Here is the likeness:

This was the noblest Roman of them all:
All the conspirators save only he
Did that they did in envy of great Caesar;
He only, in a general honest thought
And common good to all, made one of them.
His life was gentle, and the elements
So mix'd in him that Nature might stand up
And say to all the world 'This was a man!'

Fare thee well, great heart.
... This earth that bears thee dead
Bears not alive so stout a gentleman.
If thou wert sensible of courtesy,
I should not make so dear a show of zeal.
But let my favors hide thy mangled face;
And, even in thy behalf, I'll thank myself
For doing these fair rites of tenderness.
Adieu, and take thy praise with thee to heaven. (5.4.85-97)

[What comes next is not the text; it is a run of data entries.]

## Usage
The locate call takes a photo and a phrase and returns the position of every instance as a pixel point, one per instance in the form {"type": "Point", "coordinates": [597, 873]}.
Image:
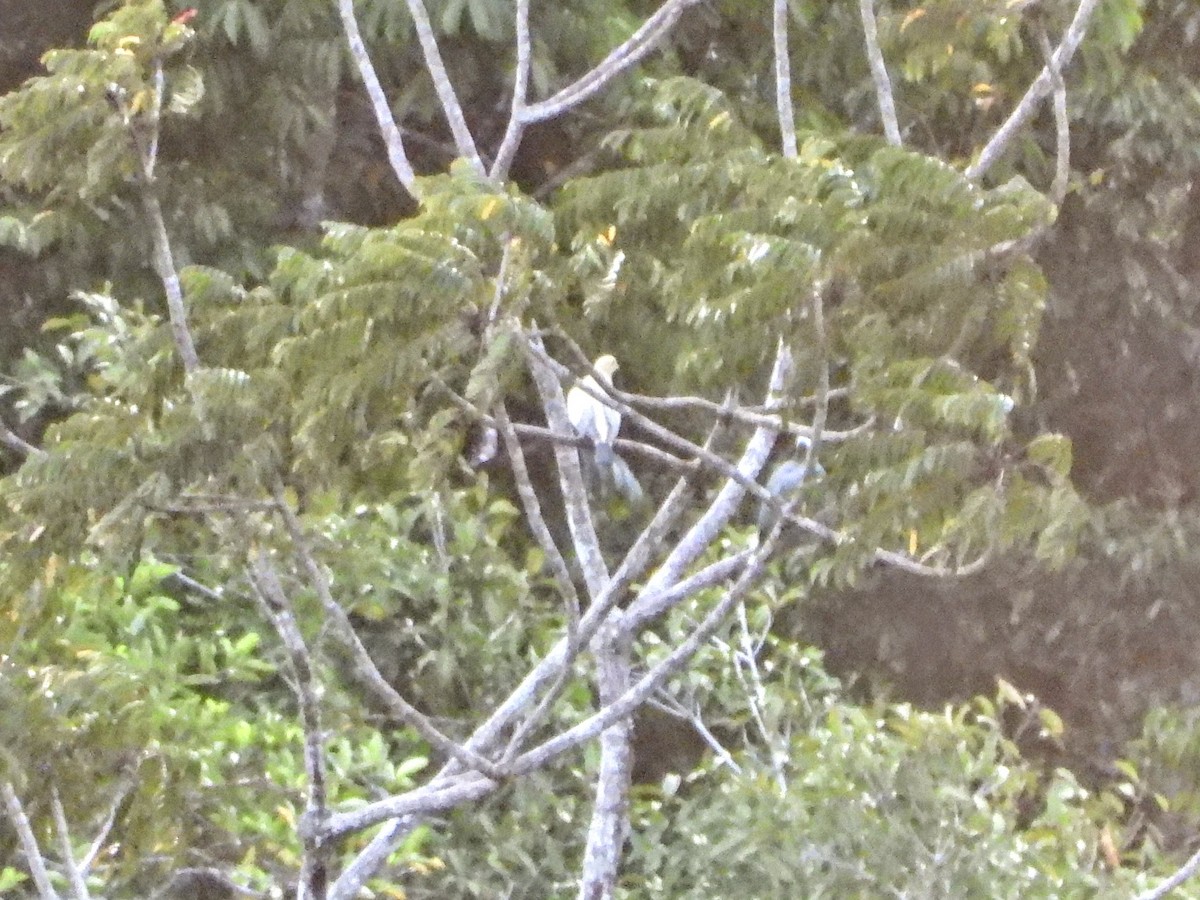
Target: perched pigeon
{"type": "Point", "coordinates": [591, 418]}
{"type": "Point", "coordinates": [786, 480]}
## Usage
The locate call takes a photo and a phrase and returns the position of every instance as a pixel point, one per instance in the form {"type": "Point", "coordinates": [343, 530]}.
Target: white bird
{"type": "Point", "coordinates": [591, 418]}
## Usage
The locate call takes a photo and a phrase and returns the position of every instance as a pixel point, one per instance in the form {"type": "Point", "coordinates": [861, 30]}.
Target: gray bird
{"type": "Point", "coordinates": [591, 418]}
{"type": "Point", "coordinates": [786, 481]}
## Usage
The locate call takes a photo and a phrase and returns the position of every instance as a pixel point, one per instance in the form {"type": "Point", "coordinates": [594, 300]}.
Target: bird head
{"type": "Point", "coordinates": [606, 366]}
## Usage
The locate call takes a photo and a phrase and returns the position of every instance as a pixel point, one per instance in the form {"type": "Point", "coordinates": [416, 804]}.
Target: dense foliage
{"type": "Point", "coordinates": [250, 597]}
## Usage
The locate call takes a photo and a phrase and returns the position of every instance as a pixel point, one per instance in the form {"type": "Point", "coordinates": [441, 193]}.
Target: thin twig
{"type": "Point", "coordinates": [123, 790]}
{"type": "Point", "coordinates": [315, 862]}
{"type": "Point", "coordinates": [537, 521]}
{"type": "Point", "coordinates": [624, 57]}
{"type": "Point", "coordinates": [75, 874]}
{"type": "Point", "coordinates": [1181, 875]}
{"type": "Point", "coordinates": [447, 96]}
{"type": "Point", "coordinates": [1041, 87]}
{"type": "Point", "coordinates": [513, 133]}
{"type": "Point", "coordinates": [745, 666]}
{"type": "Point", "coordinates": [1062, 124]}
{"type": "Point", "coordinates": [365, 669]}
{"type": "Point", "coordinates": [15, 442]}
{"type": "Point", "coordinates": [666, 703]}
{"type": "Point", "coordinates": [387, 123]}
{"type": "Point", "coordinates": [784, 108]}
{"type": "Point", "coordinates": [880, 73]}
{"type": "Point", "coordinates": [138, 129]}
{"type": "Point", "coordinates": [570, 475]}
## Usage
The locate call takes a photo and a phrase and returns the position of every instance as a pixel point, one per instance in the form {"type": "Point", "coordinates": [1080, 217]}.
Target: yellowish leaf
{"type": "Point", "coordinates": [719, 120]}
{"type": "Point", "coordinates": [490, 208]}
{"type": "Point", "coordinates": [912, 17]}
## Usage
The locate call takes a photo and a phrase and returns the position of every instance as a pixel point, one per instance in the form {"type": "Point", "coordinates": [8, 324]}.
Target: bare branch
{"type": "Point", "coordinates": [880, 73]}
{"type": "Point", "coordinates": [437, 69]}
{"type": "Point", "coordinates": [535, 520]}
{"type": "Point", "coordinates": [610, 811]}
{"type": "Point", "coordinates": [28, 843]}
{"type": "Point", "coordinates": [1041, 87]}
{"type": "Point", "coordinates": [315, 863]}
{"type": "Point", "coordinates": [15, 442]}
{"type": "Point", "coordinates": [666, 703]}
{"type": "Point", "coordinates": [719, 513]}
{"type": "Point", "coordinates": [123, 790]}
{"type": "Point", "coordinates": [143, 132]}
{"type": "Point", "coordinates": [1062, 124]}
{"type": "Point", "coordinates": [579, 513]}
{"type": "Point", "coordinates": [75, 874]}
{"type": "Point", "coordinates": [364, 666]}
{"type": "Point", "coordinates": [624, 57]}
{"type": "Point", "coordinates": [641, 691]}
{"type": "Point", "coordinates": [745, 666]}
{"type": "Point", "coordinates": [784, 108]}
{"type": "Point", "coordinates": [513, 133]}
{"type": "Point", "coordinates": [1185, 871]}
{"type": "Point", "coordinates": [388, 127]}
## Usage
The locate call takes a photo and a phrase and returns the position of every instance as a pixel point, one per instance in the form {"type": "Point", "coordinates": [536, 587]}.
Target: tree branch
{"type": "Point", "coordinates": [315, 862]}
{"type": "Point", "coordinates": [75, 874]}
{"type": "Point", "coordinates": [28, 843]}
{"type": "Point", "coordinates": [388, 129]}
{"type": "Point", "coordinates": [15, 442]}
{"type": "Point", "coordinates": [1182, 874]}
{"type": "Point", "coordinates": [784, 108]}
{"type": "Point", "coordinates": [880, 73]}
{"type": "Point", "coordinates": [163, 258]}
{"type": "Point", "coordinates": [437, 69]}
{"type": "Point", "coordinates": [624, 57]}
{"type": "Point", "coordinates": [1062, 124]}
{"type": "Point", "coordinates": [515, 129]}
{"type": "Point", "coordinates": [1041, 87]}
{"type": "Point", "coordinates": [365, 669]}
{"type": "Point", "coordinates": [579, 513]}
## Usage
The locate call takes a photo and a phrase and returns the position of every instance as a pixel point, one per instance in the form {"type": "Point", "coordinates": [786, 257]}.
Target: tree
{"type": "Point", "coordinates": [281, 444]}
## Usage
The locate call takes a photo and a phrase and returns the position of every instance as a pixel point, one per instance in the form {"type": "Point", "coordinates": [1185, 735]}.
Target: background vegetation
{"type": "Point", "coordinates": [263, 585]}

As we enter the period of the great tragedies, we might also note that Shakespeare's portraits of women take on the dimensions of the history play rather than the romantic comedies. To continue the parallel with 1 Henry IV, notice that Brutus shuts out his wife, Portia, from public affairs (2.1), as Hotspur did with Kate (2.3). Kate is left a widow, however, while Portia is a noble suicide, in the "high Roman fashion" (Antony and Cleopatra, 4.15.86) that Cleopatra chooses also.


 

Journal Notes.

Please use the following prompts for your journal. Add your own if you like, and send them to me before class. They may suggest ideas for your students.

Brutus is the protagonist of the play, although Julius Caesar gets the title for box office appeal. What makes him a good man?
How does Brutus misjudge his world? What does he care about, and how does his strategy go wrong?
Who are the winners in Rome?
Cassius is one of Shakespeare's prototype villains, like Richard III, Edmund, or Iago. What drives his hatred of Caesar?